Brent crude <LCOc1> settled up 25 cents, or 0.4%, at $66.39 after a day of thin trading ahead of the Christmas holiday. West Texas Intermediate <CLc1> ended the session up 8 cents, or 0.1%, at $60.52 a barrel.
The Organization of the Petroleum Exporting Countries and other top producing nations led by Russia agreed this month to extend and deepen output cuts in the first quarter of 2020.
However, Russian Energy Minister Alexander Novak said on Monday that the group, known as OPEC+, may consider easing the output restrictions at its meeting in March.
“We can consider any options, including gradual easing of quotas, including continuation of the deal,” Novak told Russia’s RBC TV in an interview recorded last week, adding that Russia’s oil output was set to hit a record high this year.
Non-OPEC global supply is expected to rise next year due to higher output from countries including the United States, Brazil, Norway and Guyana, which became an oil producer last week.

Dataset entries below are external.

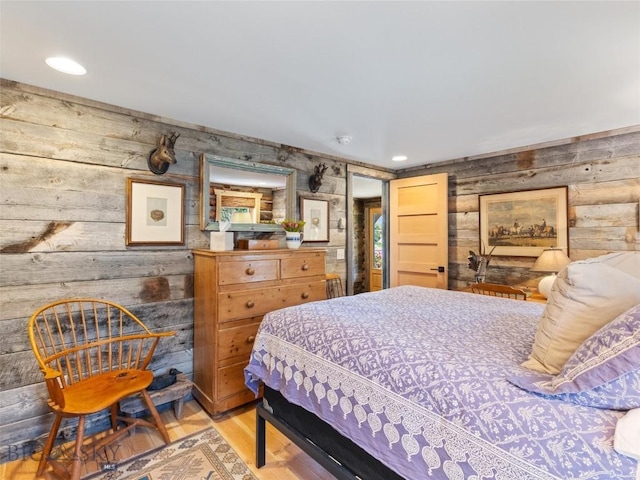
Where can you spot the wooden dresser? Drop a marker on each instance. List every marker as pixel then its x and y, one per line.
pixel 232 291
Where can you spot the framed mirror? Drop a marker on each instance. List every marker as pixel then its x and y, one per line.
pixel 252 196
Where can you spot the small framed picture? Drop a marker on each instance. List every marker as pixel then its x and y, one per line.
pixel 155 213
pixel 315 214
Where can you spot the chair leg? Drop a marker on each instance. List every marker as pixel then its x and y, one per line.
pixel 77 454
pixel 156 416
pixel 48 446
pixel 114 416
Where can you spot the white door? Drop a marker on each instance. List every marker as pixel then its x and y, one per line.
pixel 418 230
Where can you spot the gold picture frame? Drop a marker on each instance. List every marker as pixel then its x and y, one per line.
pixel 155 213
pixel 315 214
pixel 524 223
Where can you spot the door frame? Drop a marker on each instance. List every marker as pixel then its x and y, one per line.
pixel 385 177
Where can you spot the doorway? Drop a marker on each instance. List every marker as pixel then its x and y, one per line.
pixel 367 232
pixel 375 249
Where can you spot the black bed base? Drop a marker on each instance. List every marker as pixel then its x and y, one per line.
pixel 338 455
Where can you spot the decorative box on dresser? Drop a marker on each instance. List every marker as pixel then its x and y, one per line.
pixel 232 291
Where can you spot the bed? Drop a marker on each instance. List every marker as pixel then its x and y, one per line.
pixel 422 381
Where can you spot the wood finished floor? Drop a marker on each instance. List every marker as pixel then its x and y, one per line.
pixel 285 461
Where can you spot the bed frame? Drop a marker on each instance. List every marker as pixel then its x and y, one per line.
pixel 337 454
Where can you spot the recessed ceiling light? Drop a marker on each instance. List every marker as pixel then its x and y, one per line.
pixel 66 65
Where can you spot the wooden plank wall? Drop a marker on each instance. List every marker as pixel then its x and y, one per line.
pixel 64 162
pixel 602 173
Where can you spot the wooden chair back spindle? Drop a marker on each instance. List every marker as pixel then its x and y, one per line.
pixel 93 353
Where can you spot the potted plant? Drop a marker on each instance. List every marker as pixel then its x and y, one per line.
pixel 479 263
pixel 293 229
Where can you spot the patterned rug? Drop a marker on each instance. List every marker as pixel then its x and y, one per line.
pixel 205 455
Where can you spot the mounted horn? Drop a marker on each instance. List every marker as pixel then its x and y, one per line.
pixel 160 158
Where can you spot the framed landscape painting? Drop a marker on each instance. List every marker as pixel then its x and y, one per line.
pixel 524 223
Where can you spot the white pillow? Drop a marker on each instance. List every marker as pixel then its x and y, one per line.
pixel 586 296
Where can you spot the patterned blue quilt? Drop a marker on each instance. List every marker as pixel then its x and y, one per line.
pixel 417 378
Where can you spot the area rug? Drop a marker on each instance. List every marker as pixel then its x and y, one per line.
pixel 205 455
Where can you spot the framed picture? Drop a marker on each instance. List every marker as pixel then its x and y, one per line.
pixel 155 213
pixel 524 223
pixel 315 214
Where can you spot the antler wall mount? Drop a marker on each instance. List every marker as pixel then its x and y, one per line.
pixel 315 180
pixel 160 158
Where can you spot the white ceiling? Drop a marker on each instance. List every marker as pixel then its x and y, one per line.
pixel 432 80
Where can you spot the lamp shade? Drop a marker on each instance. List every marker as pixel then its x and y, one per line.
pixel 551 260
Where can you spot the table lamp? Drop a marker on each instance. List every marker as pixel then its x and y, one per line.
pixel 551 260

Another source of more oil could emerge in the coming months after Kuwait indicated that a longstanding dispute over the “Neutral Zone” on its border with Saudi Arabia will be resolved by the end of 2019.
Production at two large oil fields in the Neutral Zone was halted more than three years ago, cutting output by some 500,000 barrels per day.

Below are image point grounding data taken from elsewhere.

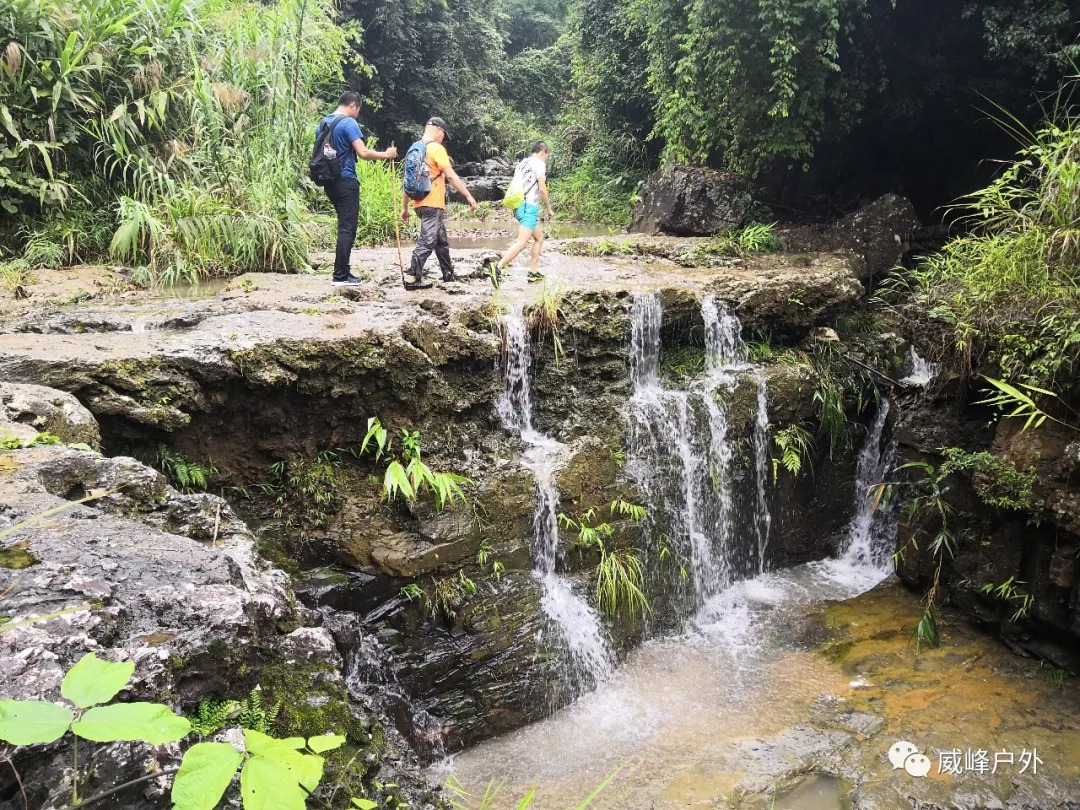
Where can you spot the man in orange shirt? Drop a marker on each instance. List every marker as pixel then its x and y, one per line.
pixel 432 208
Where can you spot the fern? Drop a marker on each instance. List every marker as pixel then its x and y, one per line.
pixel 255 717
pixel 795 444
pixel 213 715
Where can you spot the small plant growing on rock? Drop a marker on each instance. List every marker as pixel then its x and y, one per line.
pixel 86 688
pixel 190 476
pixel 408 476
pixel 1011 591
pixel 620 575
pixel 795 444
pixel 545 314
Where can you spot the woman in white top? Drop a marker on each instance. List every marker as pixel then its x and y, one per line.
pixel 535 171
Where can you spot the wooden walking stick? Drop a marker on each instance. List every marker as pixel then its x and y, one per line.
pixel 397 233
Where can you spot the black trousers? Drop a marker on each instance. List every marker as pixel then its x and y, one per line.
pixel 432 238
pixel 345 193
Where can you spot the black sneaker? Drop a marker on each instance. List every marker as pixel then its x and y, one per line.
pixel 347 282
pixel 495 273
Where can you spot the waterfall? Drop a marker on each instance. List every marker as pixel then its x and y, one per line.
pixel 873 532
pixel 922 370
pixel 579 625
pixel 724 346
pixel 680 454
pixel 763 520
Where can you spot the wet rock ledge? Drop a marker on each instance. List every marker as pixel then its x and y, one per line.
pixel 285 370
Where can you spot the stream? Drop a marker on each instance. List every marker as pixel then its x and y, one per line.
pixel 673 717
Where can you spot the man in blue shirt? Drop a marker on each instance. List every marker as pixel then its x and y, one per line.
pixel 345 192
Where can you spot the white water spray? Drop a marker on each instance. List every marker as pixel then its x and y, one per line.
pixel 872 534
pixel 922 370
pixel 680 453
pixel 763 518
pixel 578 624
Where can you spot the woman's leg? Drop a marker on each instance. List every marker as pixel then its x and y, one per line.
pixel 537 244
pixel 524 234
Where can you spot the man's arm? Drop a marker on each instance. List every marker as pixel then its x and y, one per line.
pixel 364 153
pixel 542 183
pixel 453 178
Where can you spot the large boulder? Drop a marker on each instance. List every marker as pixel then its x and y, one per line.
pixel 485 189
pixel 879 232
pixel 36 409
pixel 691 202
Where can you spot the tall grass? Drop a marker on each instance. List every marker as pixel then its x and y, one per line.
pixel 1010 288
pixel 379 201
pixel 184 125
pixel 599 185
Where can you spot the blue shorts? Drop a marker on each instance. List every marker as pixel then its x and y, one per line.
pixel 528 216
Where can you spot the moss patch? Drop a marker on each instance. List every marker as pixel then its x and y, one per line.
pixel 313 702
pixel 17 556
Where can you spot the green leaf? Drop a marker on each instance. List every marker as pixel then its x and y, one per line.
pixel 93 680
pixel 31 721
pixel 266 785
pixel 307 769
pixel 325 742
pixel 151 723
pixel 205 772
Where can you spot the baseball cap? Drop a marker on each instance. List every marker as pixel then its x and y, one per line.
pixel 436 121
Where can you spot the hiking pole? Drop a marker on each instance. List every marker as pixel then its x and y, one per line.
pixel 397 233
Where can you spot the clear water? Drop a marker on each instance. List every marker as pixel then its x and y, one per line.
pixel 922 370
pixel 684 715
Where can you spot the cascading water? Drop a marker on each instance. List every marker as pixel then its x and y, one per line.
pixel 873 532
pixel 922 370
pixel 591 658
pixel 763 520
pixel 680 453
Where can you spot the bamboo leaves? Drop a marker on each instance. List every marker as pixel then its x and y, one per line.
pixel 409 476
pixel 1004 395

“Oil prices remained soft after Friday’s drop that stemmed from the Saudi Arabia and Kuwait deal to resume production along their border … The short-squeeze on oil may be running out of steam but if WTI and Brent prices can hold $60 and $65 respectively, we could see prices remain supported going into the first few weeks of January,” said Edward Moya, senior market analyst at OANDA in New York.
Oil prices have risen since the United States and China agreed on a so-called Phase 1 trade deal earlier this month following months of tit-for-tat negotiations that unsettled markets. President Donald Trump said on Saturday the United States and China would “very shortly” sign the pact.
Under the pact, the United States is expected to agree to reduce some tariffs in return for a big increase in purchases of U.S. agricultural products by Chinese importers.
Data showing that U.S. energy companies added the most oil rigs last week since February 2018, primarily in the Permian shale basin, also put pressure on prices.